A SOMBRA COLETIVA
Atualmente, a sociedade se defronta
com o lado escuro da natureza humana toda vez que abre um jornal ou ouve o
noticiário. Os efeitos mais repulsivos da sombra tornam-se visíveis na
esmagadora mensagem diária dos meios de comunicação, transmitida em massa para
toda a moderna aldeia global eletrônica. O mundo tornou-se um palco para a
sombra coletiva. A sombra coletiva - a maldade humana – encara a
todos de praticamente todas as partes. Ela salta das manchetes dos jornais,
vagueia pelas ruas e, sem lar, dorme no vão das portas. Entoca-se nas
chamativas sex-shops das cidades. Desvia o dinheiro do sistema de financiamento
habitacional, corrompe os políticos famintos de poder e perverte o sistema
judiciário. Conduz exércitos invasores através de densas florestas e áridos
desertos, tanto faz, e vende armamentos a líderes ensandecidos e repassa os
lucros a insurgentes reacionários. Através de canos ocultos, despeja a poluição
nos rios, em todos os rios e oceanos. Com invisíveis pesticidas, envenena o alimento
de cada dia.
Essas observações não constituem
algum novo fundamentalismo a martelar uma versão bíblica da realidade. Nossa
época fez, de todos nós, testemunhas forçadas. O mundo todo observa. Não há
como evitar o assustador espectro de sombras satânicas mostrado por políticos
coniventes, os colarinhos-brancos criminosos e terroristas fanáticos. O anseio
interior por integração — agora tornado manifesto na máquina de comunicação
global — força todos a enfrentar a conflitante hipocrisia que hoje está em toda
parte. Enquanto a maioria das pessoas e grupos vive o lado socialmente
aceitável da vida, outras parecem viver as porções socialmente rejeitadas pela
vida. Quando essas últimas se tomam objeto de projeções grupais negativas, a
sombra coletiva toma a forma de racismo, de busca de bode expiatório ou de
criação do inimigo.
Para os americanos anticomunistas,
a U.R.S.S. era o Império do Mal. Para os muçulmanos, os Estados Unidos são o
Grande Satã. Para os nazistas, os judeus são vermes bolcheviques. Para o monge
asceta cristão, as bruxas têm parte com o diabo. Para os sul-africanos
defensores do apartheid e os americanos da Ku Klux Klan, os negros são
subumanos e não merecem ter os direitos e privilégios dos brancos. O poder
hipnótico e a natureza contagiosa dessas fortes emoções ficam evidentes na
extensão e universalidade das perseguições raciais, das guerras religiosas e
das táticas de busca de bodes expiatórios.

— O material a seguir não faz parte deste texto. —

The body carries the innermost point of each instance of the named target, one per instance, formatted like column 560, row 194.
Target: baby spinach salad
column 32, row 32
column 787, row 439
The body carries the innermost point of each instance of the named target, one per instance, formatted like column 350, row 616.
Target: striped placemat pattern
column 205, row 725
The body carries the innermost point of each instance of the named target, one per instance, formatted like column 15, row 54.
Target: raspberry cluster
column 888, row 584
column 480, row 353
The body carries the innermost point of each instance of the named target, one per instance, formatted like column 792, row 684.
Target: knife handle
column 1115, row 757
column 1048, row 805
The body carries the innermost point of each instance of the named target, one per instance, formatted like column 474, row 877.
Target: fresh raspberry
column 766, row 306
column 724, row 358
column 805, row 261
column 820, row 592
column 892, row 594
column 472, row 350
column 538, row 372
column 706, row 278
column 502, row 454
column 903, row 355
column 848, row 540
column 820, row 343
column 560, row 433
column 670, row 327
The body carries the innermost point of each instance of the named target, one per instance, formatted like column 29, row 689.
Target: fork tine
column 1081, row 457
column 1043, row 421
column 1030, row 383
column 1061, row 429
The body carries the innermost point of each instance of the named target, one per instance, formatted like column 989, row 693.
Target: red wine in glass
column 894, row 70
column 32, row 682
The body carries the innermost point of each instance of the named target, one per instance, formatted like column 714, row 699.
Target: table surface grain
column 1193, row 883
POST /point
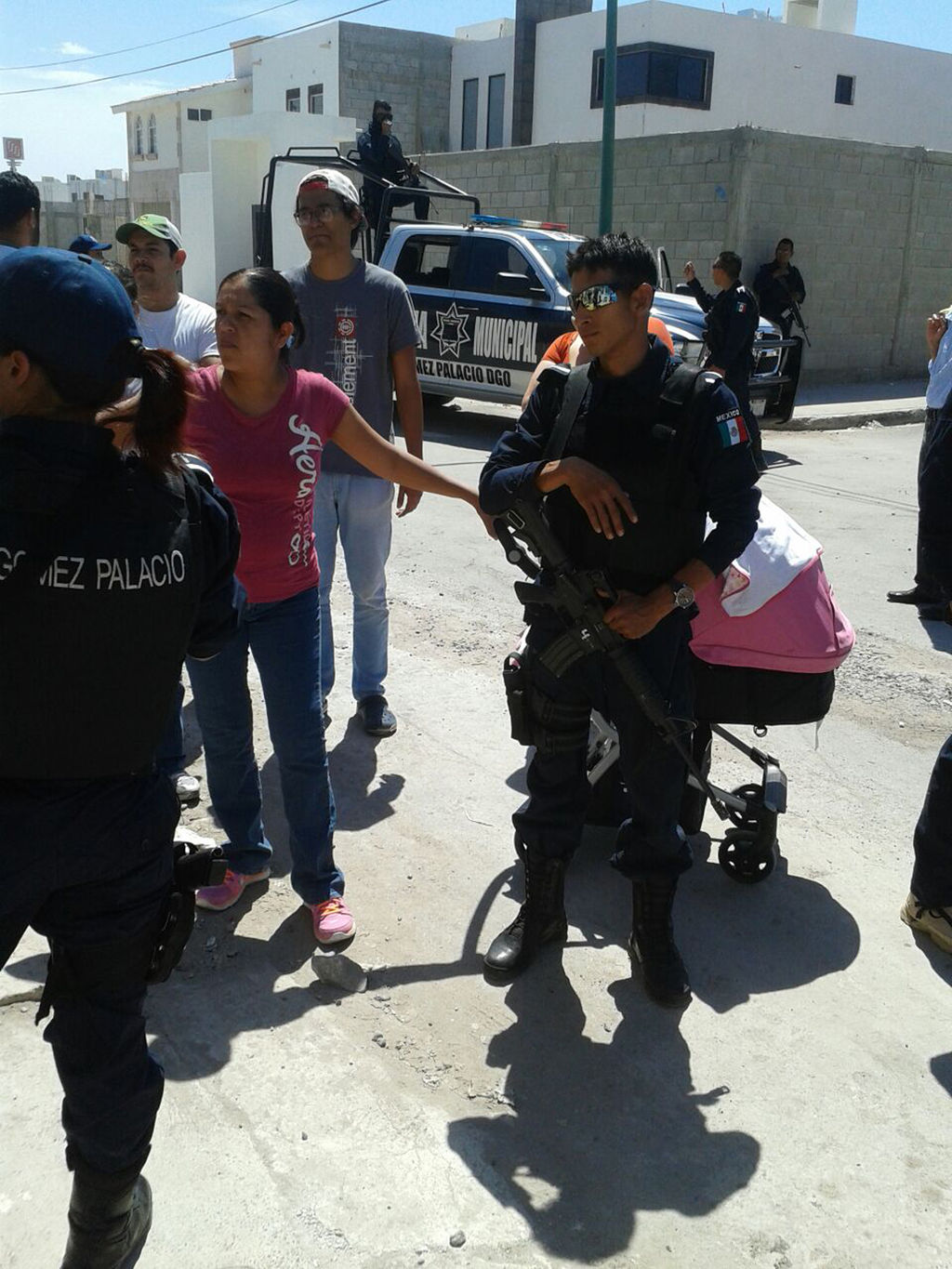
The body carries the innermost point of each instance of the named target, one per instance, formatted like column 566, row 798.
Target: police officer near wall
column 628, row 496
column 112, row 566
column 733, row 317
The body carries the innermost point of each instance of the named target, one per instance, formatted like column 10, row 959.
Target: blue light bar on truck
column 511, row 222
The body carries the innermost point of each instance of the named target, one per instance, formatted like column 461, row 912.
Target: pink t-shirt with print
column 268, row 468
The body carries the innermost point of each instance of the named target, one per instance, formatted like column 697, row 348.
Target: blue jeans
column 284, row 640
column 358, row 508
column 170, row 755
column 552, row 819
column 932, row 876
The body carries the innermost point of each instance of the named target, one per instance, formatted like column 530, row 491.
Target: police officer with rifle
column 113, row 563
column 779, row 289
column 628, row 453
column 730, row 327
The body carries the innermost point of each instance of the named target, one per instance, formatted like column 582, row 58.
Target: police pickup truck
column 490, row 297
column 492, row 293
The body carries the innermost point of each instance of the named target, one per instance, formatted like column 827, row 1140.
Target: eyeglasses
column 312, row 215
column 594, row 297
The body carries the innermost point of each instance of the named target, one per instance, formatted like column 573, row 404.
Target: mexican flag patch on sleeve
column 733, row 430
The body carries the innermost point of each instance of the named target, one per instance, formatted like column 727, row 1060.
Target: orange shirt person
column 567, row 350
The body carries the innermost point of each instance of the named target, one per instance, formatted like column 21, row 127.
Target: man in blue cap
column 86, row 245
column 20, row 212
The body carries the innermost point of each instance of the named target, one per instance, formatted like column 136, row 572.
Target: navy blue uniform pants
column 552, row 819
column 739, row 385
column 87, row 865
column 932, row 875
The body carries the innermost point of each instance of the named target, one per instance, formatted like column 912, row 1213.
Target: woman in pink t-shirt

E, portanto, é assim que seres
humanos tentam desumanizar outros, num esforço para assegurar que eles são
superiores — e que matar o inimigo não significa matar seres humanos iguais a
eles. Ao longo da história, a sombra tem surgido através da imaginação humana
como um monstro, um dragão, um Frankenstein, uma baleia branca, um
extraterrestre ou um homem tão vil impossível de se espelhar — ele está tão
distante quanto um ET. Revelar o lado escuro da natureza humana tem sido,
então, um dos propósitos básicos da arte e da literatura. Como disse Nietzsche:
"Temos arte para que a realidade não nos mate." Usando as artes e a
mídia (aí incluída a propaganda política) para criar imagens tão más ou
demoníacas quanto a sombra, a tentativa é de ganhar poder sobre ela, quebrar o seu
feitiço.
Isso pode ajudar a explicar por que
o ser humano fica tão excitado com as violentas arengas de arautos da guerra e
de fanáticos religiosos. Simultaneamente repelidos e atraídos pela violência e
pelo caos do mundo, transformamos dentro da nossa mente esses outros em
receptáculos do mal, em inimigos da civilização. A projeção também pode ajudar
a explicar a imensa popularidade dos filmes de terror. Através de uma
representação simbólica do lado da sombra, os impulsos para o mal podem ser
encorajados, ou talvez aliviados, na segurança de um livro ou de uma tela.
As crianças, tipicamente, começam a
aprender os assuntos da sombra ao ouvir contos de fada que mostram a guerra
entre as forças do bem e do mal, fadas-madrinhas e temíveis demônios. As
crianças, tanto quanto os adultos, também sofrem simbolicamente as provações de
seus heróis e heroínas e, assim, aprendem os padrões universais do destino
humano. Na batalha da censura que hoje se desenrola no campo da mídia e da
música, aqueles que pretendem estrangular a voz da sombra talvez não
compreendam sua urgente necessidade de ser ouvida. Num esforço para proteger os
jovens, os censores reescrevem Chapeuzinho Vermelho e fazem com que ela não
seja mais devorada pelo lobo, mas, desse modo, acabam deixando os jovens
despreparados para enfrentar o mal com que irão se defrontar.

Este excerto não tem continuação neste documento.